If a lock file persists after a confirmed full daemon restart, check whether another daemon instance is running on a different port (eforge daemon status reports the active port and PID). Force-stopping that instance will release the lock.

Validation-fixer retries exhausted

After all plans merge, eforge runs build.postMergeCommands and calls a validation-fixer agent on failure. The fixer retries up to build.maxValidationRetries times (default: 2). When retries are exhausted, the build is marked failed.

Adjust the retry budget:

build:
  maxValidationRetries: 3

Each retry runs the full fixer-evaluator cycle; higher values increase cost. If your validation commands are non-deterministic (e.g. flaky tests), fix the flakiness first rather than raising the retry limit.

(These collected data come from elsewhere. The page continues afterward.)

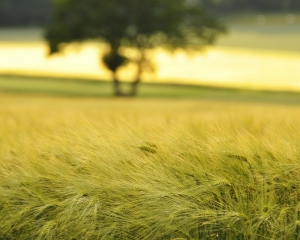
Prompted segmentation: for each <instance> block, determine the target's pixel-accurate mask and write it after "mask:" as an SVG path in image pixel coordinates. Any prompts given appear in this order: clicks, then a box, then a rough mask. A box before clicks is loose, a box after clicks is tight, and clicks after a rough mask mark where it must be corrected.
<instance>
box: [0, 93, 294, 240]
mask: <svg viewBox="0 0 300 240" xmlns="http://www.w3.org/2000/svg"><path fill="white" fill-rule="evenodd" d="M169 91H171V90H170V89H169ZM211 91H212V90H211ZM228 91H229V90H228ZM215 94H217V92H215ZM231 94H232V95H233V96H236V98H232V99H227V100H226V101H225V100H224V99H222V98H215V99H213V98H210V99H208V98H205V97H203V98H192V99H189V98H177V99H176V98H164V99H161V98H146V97H145V98H143V97H140V98H136V99H113V98H107V97H102V98H99V97H98V98H95V97H94V98H93V97H89V98H78V97H74V96H73V97H63V96H47V95H40V96H39V95H37V94H35V95H34V94H28V93H24V94H20V93H3V92H2V93H1V94H0V102H1V105H0V116H1V119H0V136H1V137H0V149H1V151H0V196H1V197H0V239H1V240H2V239H3V240H8V239H20V240H21V239H24V240H25V239H53V240H54V239H73V240H75V239H124V240H125V239H126V240H127V239H173V240H174V239H177V240H179V239H181V240H183V239H222V240H225V239H226V240H231V239H232V240H234V239H249V240H250V239H253V240H254V239H288V240H290V239H300V204H299V200H300V184H299V182H300V163H299V161H300V141H299V139H300V130H299V129H300V128H299V126H300V107H299V105H298V104H297V102H289V103H287V102H283V103H278V101H271V100H270V101H257V100H253V101H249V98H248V97H247V96H246V98H245V99H244V98H243V97H242V96H244V95H241V94H240V95H239V94H237V93H234V92H231ZM261 94H262V93H261ZM266 94H267V93H266ZM238 95H239V97H237V96H238ZM267 96H268V95H266V98H267Z"/></svg>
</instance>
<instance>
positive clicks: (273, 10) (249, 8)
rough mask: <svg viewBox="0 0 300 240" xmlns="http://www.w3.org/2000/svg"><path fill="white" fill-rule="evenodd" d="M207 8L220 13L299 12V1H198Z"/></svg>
mask: <svg viewBox="0 0 300 240" xmlns="http://www.w3.org/2000/svg"><path fill="white" fill-rule="evenodd" d="M198 1H199V2H200V3H201V4H203V5H204V6H205V7H206V8H208V9H209V10H212V11H216V12H219V13H230V12H239V11H261V12H287V11H297V10H298V11H299V10H300V1H299V0H198Z"/></svg>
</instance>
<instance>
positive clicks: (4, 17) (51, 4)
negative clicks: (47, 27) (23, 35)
mask: <svg viewBox="0 0 300 240" xmlns="http://www.w3.org/2000/svg"><path fill="white" fill-rule="evenodd" d="M52 6H53V3H52V0H26V1H25V0H0V26H41V25H44V24H46V23H49V20H50V16H51V11H52Z"/></svg>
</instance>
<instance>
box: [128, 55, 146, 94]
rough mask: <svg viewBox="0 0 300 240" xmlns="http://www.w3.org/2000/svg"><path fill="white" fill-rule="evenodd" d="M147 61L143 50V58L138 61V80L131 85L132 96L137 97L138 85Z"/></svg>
mask: <svg viewBox="0 0 300 240" xmlns="http://www.w3.org/2000/svg"><path fill="white" fill-rule="evenodd" d="M144 60H145V53H144V50H141V58H140V59H139V60H138V61H137V68H138V69H137V74H136V80H135V81H133V82H132V84H131V92H130V96H136V94H137V89H138V85H139V83H140V82H141V75H142V73H143V69H142V68H143V63H144Z"/></svg>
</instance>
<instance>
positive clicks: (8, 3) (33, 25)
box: [0, 0, 300, 27]
mask: <svg viewBox="0 0 300 240" xmlns="http://www.w3.org/2000/svg"><path fill="white" fill-rule="evenodd" d="M99 1H102V0H99ZM162 1H163V0H162ZM187 1H199V3H200V4H202V5H203V6H204V7H205V8H207V9H208V10H210V11H213V12H215V13H235V12H240V11H262V12H268V11H283V12H284V11H297V10H298V11H299V10H300V0H187ZM53 2H54V0H0V26H2V27H3V26H8V27H9V26H43V25H45V24H48V23H49V22H50V21H51V15H52V9H53V5H54V3H53ZM141 4H142V1H141Z"/></svg>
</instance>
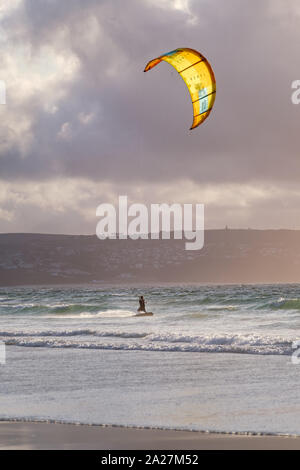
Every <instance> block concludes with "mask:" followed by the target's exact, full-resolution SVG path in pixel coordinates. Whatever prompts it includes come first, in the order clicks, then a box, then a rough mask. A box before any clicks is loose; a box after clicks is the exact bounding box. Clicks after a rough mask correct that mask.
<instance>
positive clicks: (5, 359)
mask: <svg viewBox="0 0 300 470" xmlns="http://www.w3.org/2000/svg"><path fill="white" fill-rule="evenodd" d="M5 363H6V351H5V343H3V342H2V341H0V365H4V364H5Z"/></svg>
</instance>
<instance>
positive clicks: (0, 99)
mask: <svg viewBox="0 0 300 470" xmlns="http://www.w3.org/2000/svg"><path fill="white" fill-rule="evenodd" d="M0 104H6V83H5V81H4V80H0Z"/></svg>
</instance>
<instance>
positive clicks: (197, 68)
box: [144, 47, 216, 129]
mask: <svg viewBox="0 0 300 470" xmlns="http://www.w3.org/2000/svg"><path fill="white" fill-rule="evenodd" d="M162 60H164V61H165V62H168V63H169V64H170V65H172V66H173V67H174V68H175V69H176V70H177V72H178V73H179V75H181V77H182V78H183V80H184V81H185V84H186V86H187V87H188V89H189V92H190V95H191V98H192V103H193V111H194V120H193V124H192V127H191V129H194V128H195V127H198V126H199V125H200V124H202V122H203V121H205V119H206V118H207V117H208V116H209V114H210V112H211V109H212V107H213V105H214V101H215V96H216V80H215V76H214V72H213V70H212V68H211V66H210V64H209V62H208V61H207V59H206V58H205V57H204V56H203V55H202V54H200V53H199V52H197V51H195V50H194V49H189V48H187V47H182V48H179V49H175V50H174V51H171V52H168V53H167V54H163V55H161V56H159V57H157V58H156V59H153V60H150V62H148V64H147V65H146V67H145V70H144V72H148V70H150V69H152V68H153V67H155V66H156V65H158V64H159V63H160V62H161V61H162Z"/></svg>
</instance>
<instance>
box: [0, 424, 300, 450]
mask: <svg viewBox="0 0 300 470" xmlns="http://www.w3.org/2000/svg"><path fill="white" fill-rule="evenodd" d="M0 449H1V450H39V449H40V450H46V449H53V450H55V449H57V450H59V449H65V450H68V449H69V450H83V449H94V450H117V449H120V450H138V449H142V450H150V449H154V450H155V449H157V450H161V449H165V450H167V449H168V450H180V449H182V450H185V449H194V450H196V449H197V450H227V449H228V450H256V449H265V450H269V449H270V450H272V449H277V450H288V449H294V450H299V449H300V438H299V437H285V436H249V435H232V434H208V433H201V432H191V431H173V430H159V429H139V428H122V427H109V426H106V427H104V426H87V425H74V424H56V423H35V422H2V423H0Z"/></svg>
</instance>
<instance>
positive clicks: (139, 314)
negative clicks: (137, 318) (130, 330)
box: [134, 312, 153, 317]
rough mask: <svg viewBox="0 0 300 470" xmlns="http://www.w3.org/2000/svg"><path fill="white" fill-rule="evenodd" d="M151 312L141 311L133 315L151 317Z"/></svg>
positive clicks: (134, 315) (135, 316)
mask: <svg viewBox="0 0 300 470" xmlns="http://www.w3.org/2000/svg"><path fill="white" fill-rule="evenodd" d="M152 315H153V313H152V312H142V313H137V314H136V315H134V316H135V317H152Z"/></svg>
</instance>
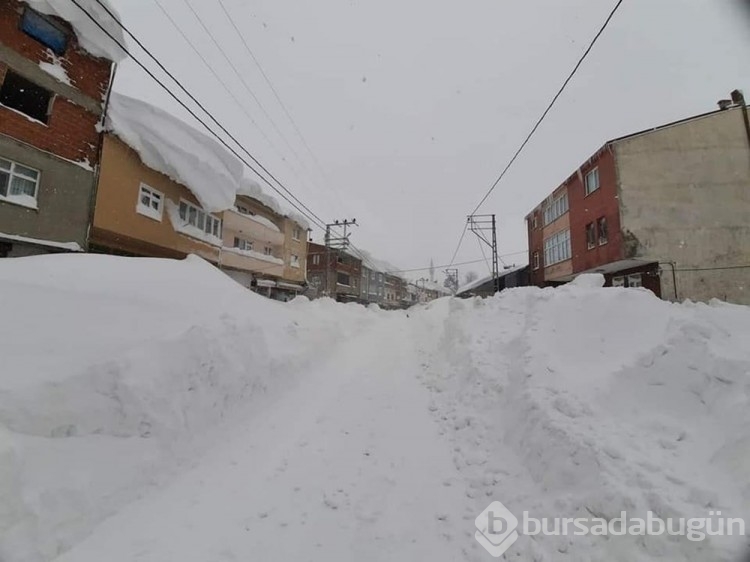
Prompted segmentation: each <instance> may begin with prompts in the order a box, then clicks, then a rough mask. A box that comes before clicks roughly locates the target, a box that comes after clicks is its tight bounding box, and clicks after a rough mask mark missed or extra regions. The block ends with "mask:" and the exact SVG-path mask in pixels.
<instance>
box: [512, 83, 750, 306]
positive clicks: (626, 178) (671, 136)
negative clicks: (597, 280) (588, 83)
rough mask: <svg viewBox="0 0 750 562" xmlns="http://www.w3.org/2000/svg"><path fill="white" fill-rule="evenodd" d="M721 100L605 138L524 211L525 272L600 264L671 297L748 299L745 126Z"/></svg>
mask: <svg viewBox="0 0 750 562" xmlns="http://www.w3.org/2000/svg"><path fill="white" fill-rule="evenodd" d="M748 123H749V121H748V119H747V108H746V106H745V104H744V101H743V100H742V96H741V94H740V93H739V92H734V100H733V101H732V102H728V103H723V104H722V109H720V110H718V111H712V112H710V113H706V114H702V115H697V116H694V117H689V118H687V119H683V120H681V121H677V122H674V123H668V124H666V125H661V126H658V127H655V128H652V129H648V130H646V131H641V132H638V133H634V134H631V135H628V136H625V137H621V138H618V139H614V140H611V141H608V142H607V143H605V144H604V146H602V147H601V148H600V149H599V150H598V151H597V152H596V153H594V154H593V155H592V156H591V157H590V158H589V159H588V160H586V162H584V163H583V164H582V165H581V166H580V167H579V168H578V169H577V170H575V171H574V172H573V173H572V174H571V175H570V176H569V177H568V178H567V179H566V180H565V181H564V182H563V183H562V184H561V185H560V186H558V187H557V188H556V189H554V190H553V191H552V192H551V193H550V195H549V196H548V197H547V198H546V199H545V200H544V201H543V202H541V203H540V204H539V205H538V206H537V207H536V208H535V209H533V210H532V211H531V212H530V213H529V214H528V215H527V216H526V222H527V229H528V239H529V265H530V280H531V283H532V284H535V285H539V286H546V285H555V284H559V283H565V282H567V281H570V280H571V279H573V278H574V277H575V276H576V275H579V274H581V273H590V272H596V273H602V274H604V276H605V279H606V284H607V286H624V287H645V288H647V289H650V290H651V291H653V292H654V293H655V294H657V295H659V296H661V297H663V298H667V299H673V300H683V299H692V300H699V301H706V300H709V299H711V298H719V299H723V300H727V301H729V302H736V303H742V304H750V283H748V279H750V277H748V276H749V275H750V273H748V271H749V270H748V269H746V268H742V267H739V266H743V265H747V264H750V221H748V219H747V217H748V216H750V125H749V124H748Z"/></svg>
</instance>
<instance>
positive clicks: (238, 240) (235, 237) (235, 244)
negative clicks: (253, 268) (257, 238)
mask: <svg viewBox="0 0 750 562" xmlns="http://www.w3.org/2000/svg"><path fill="white" fill-rule="evenodd" d="M234 247H235V248H237V249H238V250H243V251H245V252H252V251H253V241H252V240H248V239H246V238H240V237H239V236H235V237H234Z"/></svg>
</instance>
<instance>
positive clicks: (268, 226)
mask: <svg viewBox="0 0 750 562" xmlns="http://www.w3.org/2000/svg"><path fill="white" fill-rule="evenodd" d="M243 216H246V217H247V218H249V219H250V220H251V221H255V222H257V223H258V224H262V225H263V226H265V227H266V228H269V229H271V230H273V231H274V232H281V230H280V229H279V227H278V226H276V225H275V224H274V223H272V222H271V221H270V220H268V219H267V218H266V217H262V216H260V215H243Z"/></svg>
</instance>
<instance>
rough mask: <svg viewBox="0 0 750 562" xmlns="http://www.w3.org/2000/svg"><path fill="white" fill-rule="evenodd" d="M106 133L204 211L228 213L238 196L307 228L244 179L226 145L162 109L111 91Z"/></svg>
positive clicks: (108, 110) (245, 179)
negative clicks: (294, 221) (154, 171)
mask: <svg viewBox="0 0 750 562" xmlns="http://www.w3.org/2000/svg"><path fill="white" fill-rule="evenodd" d="M107 129H108V130H110V131H112V132H113V133H114V134H115V135H117V136H118V137H119V138H120V139H122V141H123V142H125V143H126V144H127V145H129V146H130V147H132V148H133V149H134V150H135V151H136V152H137V153H138V155H139V156H140V157H141V160H143V163H144V164H146V166H148V167H149V168H153V169H154V170H156V171H158V172H161V173H162V174H165V175H166V176H169V177H170V178H172V179H173V180H174V181H176V182H179V183H181V184H183V185H184V186H185V187H187V188H188V189H189V190H190V191H191V192H192V193H193V195H195V197H196V198H197V199H198V201H199V202H200V204H201V206H202V207H203V208H204V209H206V210H207V211H211V212H218V211H225V210H227V209H232V208H234V204H235V200H236V198H237V195H245V196H247V197H250V198H252V199H255V200H257V201H260V202H261V203H262V204H263V205H265V206H266V207H268V208H269V209H271V210H272V211H274V212H275V213H278V214H280V215H283V216H286V217H289V218H290V219H292V220H293V221H295V222H296V223H297V224H299V225H300V226H301V227H302V228H305V229H307V228H310V225H309V223H308V221H307V219H305V217H303V216H302V215H300V214H298V213H295V212H291V211H289V210H287V209H285V208H284V207H282V206H281V205H280V204H279V202H278V201H277V200H276V199H275V198H273V197H271V196H270V195H268V194H267V193H266V192H264V191H263V189H262V188H261V187H260V185H259V184H258V182H257V181H255V180H254V179H252V178H250V177H249V176H248V175H246V174H247V170H246V168H245V165H244V164H243V163H242V162H241V161H240V160H239V159H238V158H236V157H235V156H234V155H233V154H231V153H230V152H229V151H228V150H226V148H225V147H223V146H222V145H221V144H219V143H218V142H217V141H215V140H214V139H213V138H211V137H209V136H208V135H205V134H204V133H202V132H200V131H198V130H197V129H195V128H194V127H192V126H190V125H188V124H187V123H186V122H185V121H183V120H182V119H180V118H178V117H175V116H174V115H172V114H170V113H168V112H166V111H164V110H163V109H160V108H158V107H155V106H153V105H151V104H149V103H146V102H144V101H142V100H138V99H135V98H131V97H128V96H125V95H123V94H118V93H116V92H113V93H112V97H111V99H110V104H109V109H108V112H107Z"/></svg>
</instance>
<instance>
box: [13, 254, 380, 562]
mask: <svg viewBox="0 0 750 562" xmlns="http://www.w3.org/2000/svg"><path fill="white" fill-rule="evenodd" d="M0 287H2V289H3V290H1V291H0V310H2V311H3V313H2V314H1V315H0V356H1V357H2V368H1V369H0V371H2V377H0V560H3V561H8V562H41V561H47V560H51V559H53V558H55V557H56V556H58V555H59V554H60V553H62V552H63V551H65V550H67V549H69V548H70V547H71V546H72V545H73V544H75V543H76V542H78V541H79V540H81V539H82V538H83V537H85V536H86V535H88V534H89V533H90V532H91V530H92V529H93V528H94V526H95V525H97V524H98V523H99V522H100V521H101V520H102V519H104V518H106V517H107V516H109V515H111V514H112V513H114V512H115V511H116V510H117V509H119V508H121V507H122V506H123V505H125V504H127V503H129V502H131V501H133V500H134V499H135V498H137V497H138V496H140V495H141V494H142V493H143V492H144V491H145V490H147V489H149V488H152V487H154V486H155V485H158V484H159V483H163V482H164V481H165V479H169V477H170V474H171V473H172V472H173V471H175V470H177V469H178V467H180V466H182V465H183V464H184V463H185V462H187V459H189V458H192V457H194V456H195V454H196V452H197V451H201V450H204V448H205V447H207V446H209V445H210V443H211V442H212V441H215V439H216V437H215V433H216V432H217V431H219V429H220V428H221V427H223V424H227V423H230V420H232V419H236V418H237V417H242V416H244V415H246V413H247V412H249V411H251V410H254V409H256V407H258V405H259V403H260V399H261V398H263V400H269V399H270V398H271V397H273V396H274V395H275V394H276V393H278V392H280V391H281V390H282V389H283V388H285V387H286V386H289V385H290V384H293V381H294V379H295V377H296V376H297V375H296V373H298V372H301V371H302V370H303V369H302V367H303V366H304V365H307V364H308V363H310V362H311V361H312V360H314V358H315V357H316V356H317V355H318V354H319V350H320V349H322V348H327V347H329V346H330V345H331V344H332V343H333V342H334V341H335V340H336V339H337V338H341V339H343V338H345V337H346V332H344V328H345V326H342V323H341V320H342V319H345V322H344V323H345V324H350V325H351V324H356V323H357V322H366V321H367V317H368V316H371V315H370V314H369V313H367V311H366V309H365V308H364V307H357V308H355V309H348V308H346V307H341V306H338V305H336V304H333V305H328V306H326V305H325V304H324V305H322V306H321V303H311V302H305V301H304V299H299V300H297V301H295V303H294V306H293V307H291V306H288V305H286V304H284V303H279V302H276V301H271V300H268V299H265V298H263V297H261V296H259V295H256V294H254V293H251V292H250V291H248V290H246V289H245V288H243V287H242V286H240V285H239V284H237V283H235V282H234V281H233V280H231V279H230V278H229V277H227V276H226V275H224V274H223V273H221V272H220V271H218V269H216V268H215V267H214V266H212V265H210V264H209V263H207V262H205V261H203V260H201V259H200V258H196V257H188V258H187V259H185V260H183V261H175V260H164V259H146V258H142V259H138V258H120V257H112V256H97V255H53V256H37V257H30V258H15V259H7V260H0ZM335 311H338V312H335ZM342 314H343V315H344V316H343V317H342V316H341V315H342Z"/></svg>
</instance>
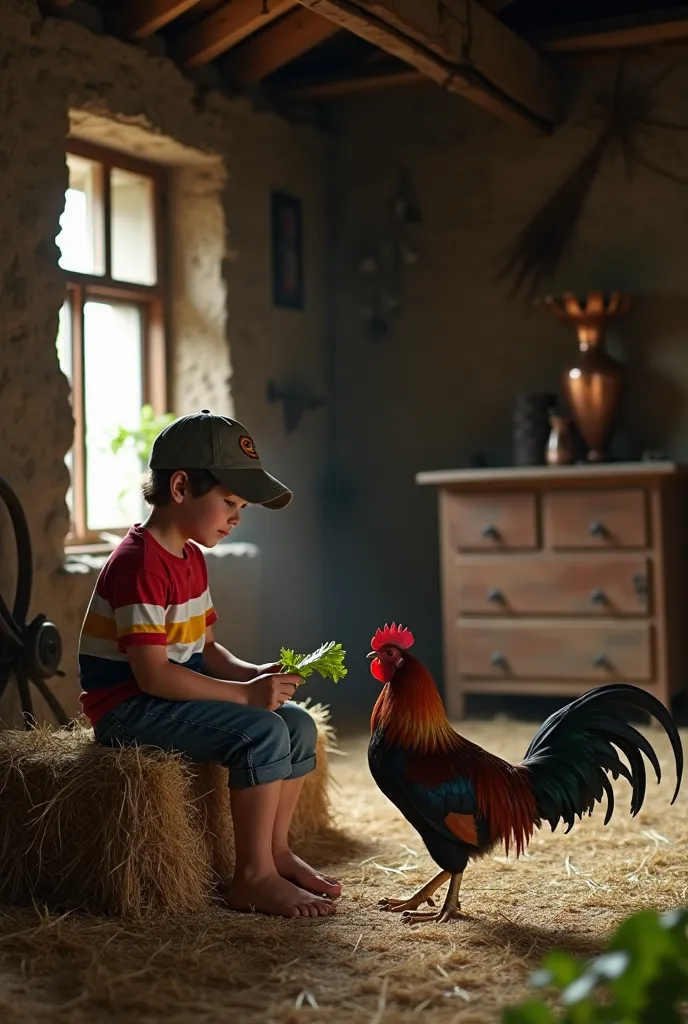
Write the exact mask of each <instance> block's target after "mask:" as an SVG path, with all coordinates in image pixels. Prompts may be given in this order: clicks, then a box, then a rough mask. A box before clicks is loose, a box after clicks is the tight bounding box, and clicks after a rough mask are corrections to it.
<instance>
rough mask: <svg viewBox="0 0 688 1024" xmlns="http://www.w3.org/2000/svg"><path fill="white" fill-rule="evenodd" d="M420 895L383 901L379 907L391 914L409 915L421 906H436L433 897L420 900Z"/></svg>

After an exhausted-retries failure, use /eforge:recover to apply the recovery verdict. The recovery sidecar captures what the fixer attempted and where it stopped, which helps identify the root cause.

Extension policy gate require-approval blocks a build

Policy gates can return { decision: 'require-approval', reason }. This decision currently blocks the gated operation because no approval workflow exists yet. If a build is stuck on a policy gate, check the monitor UI for extension:policy:decision events with decision: require-approval.

Short-term fix: change the extension to return { decision: 'allow' } or { decision: 'block', reason } until an approval workflow is implemented. The require-approval decision type is reserved for a future release.

See Extensions API - Policy gates and Configuration - Native Extensions for policyGateFailurePolicy and timeout configuration.